Management
Wal-Mart ernennt neuen Deutschland-Chef

Der weltgrößte Handelskonzern Wal-Mart will den Umbau seines verlustreichen Deutschland-Geschäftes nach einem Managerwechsel beschleunigen. Überraschend gab der US-Konzern bekannt, dass Deutschland-Chef Kay Hafner (48) sein Amt nach vier Jahren niederlegt habe.

dpa BENTONVILLE. Der weltgrößte Handelskonzern Wal-Mart will den Umbau seines verlustreichen Deutschland-Geschäftes nach einem Managerwechsel beschleunigen. Überraschend gab der US-Konzern bekannt, dass Deutschland-Chef Kay Hafner (48) sein Amt nach vier Jahren niederlegt habe.
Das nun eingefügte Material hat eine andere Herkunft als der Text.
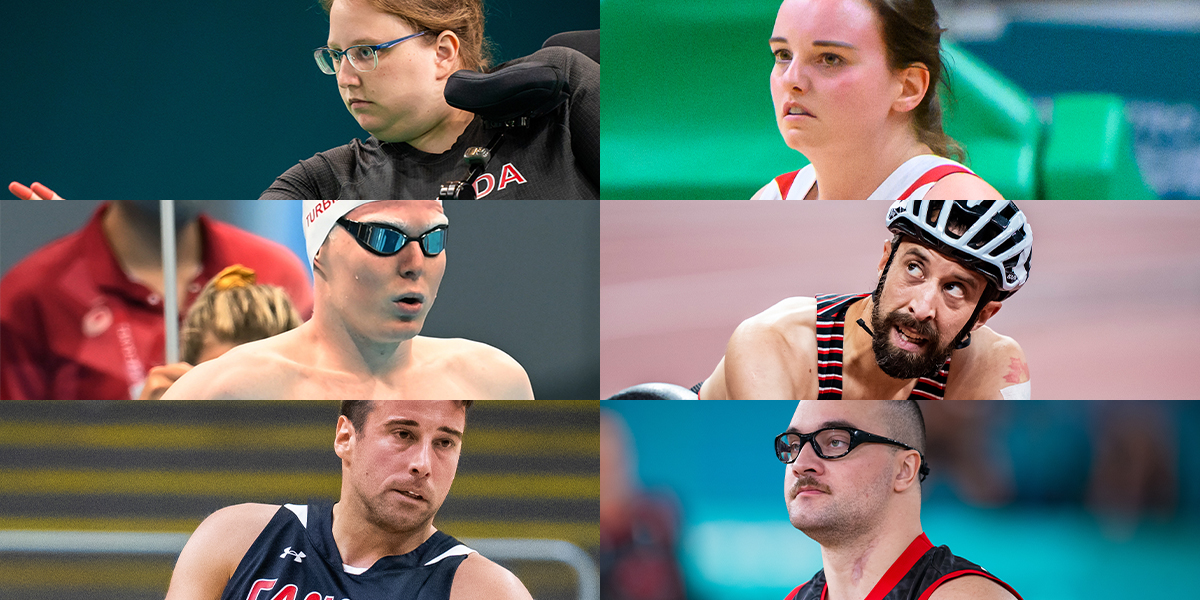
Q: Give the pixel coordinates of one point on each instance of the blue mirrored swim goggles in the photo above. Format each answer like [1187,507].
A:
[385,240]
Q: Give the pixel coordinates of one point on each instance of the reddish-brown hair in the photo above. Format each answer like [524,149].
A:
[911,35]
[463,17]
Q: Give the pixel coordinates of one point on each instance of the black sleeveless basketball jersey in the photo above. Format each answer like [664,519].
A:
[831,329]
[295,558]
[919,570]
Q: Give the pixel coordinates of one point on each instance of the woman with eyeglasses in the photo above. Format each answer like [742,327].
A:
[391,60]
[855,91]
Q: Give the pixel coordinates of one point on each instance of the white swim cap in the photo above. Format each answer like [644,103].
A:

Nachfolger wird der Brite David Wild (50), der bisher bereits den Einkauf von Mal-Mart Germany verantwortete. Wal-Mart betrat den deutschen Einzelhandel Ende 1997. Die deutsche Tochter, die 88 Filialen betreibt und 12 000 Mitarbeiter beschäftigt, schrieb in den vergangenen sieben Jahren rote Zahlen.

„Wir haben uns in Deutschland konstant verbessert und sind entschlossen, diese Leistungssteigerung fortzuführen und zu beschleunigen“, erklärte der Auslandschef des Konzerns, John Menzer. Hafner habe geholfen, im vergangenen Jahr einen wichtigen Meilenstein in Deutschland zu erreichen, einen positiven operativen Mittelzufluss (Cashflow). Damit könne Wal-Mart Germany einen Teil der Investitionen aus eigener Kraft vornehmen, hatte Hafner im Februar 2005 erklärt. Die deutsche Tochter habe ihre Verluste deutlich reduziert. Ob für das laufende Jahr schwarze Zahlen geplant sind, ließ er damals offen.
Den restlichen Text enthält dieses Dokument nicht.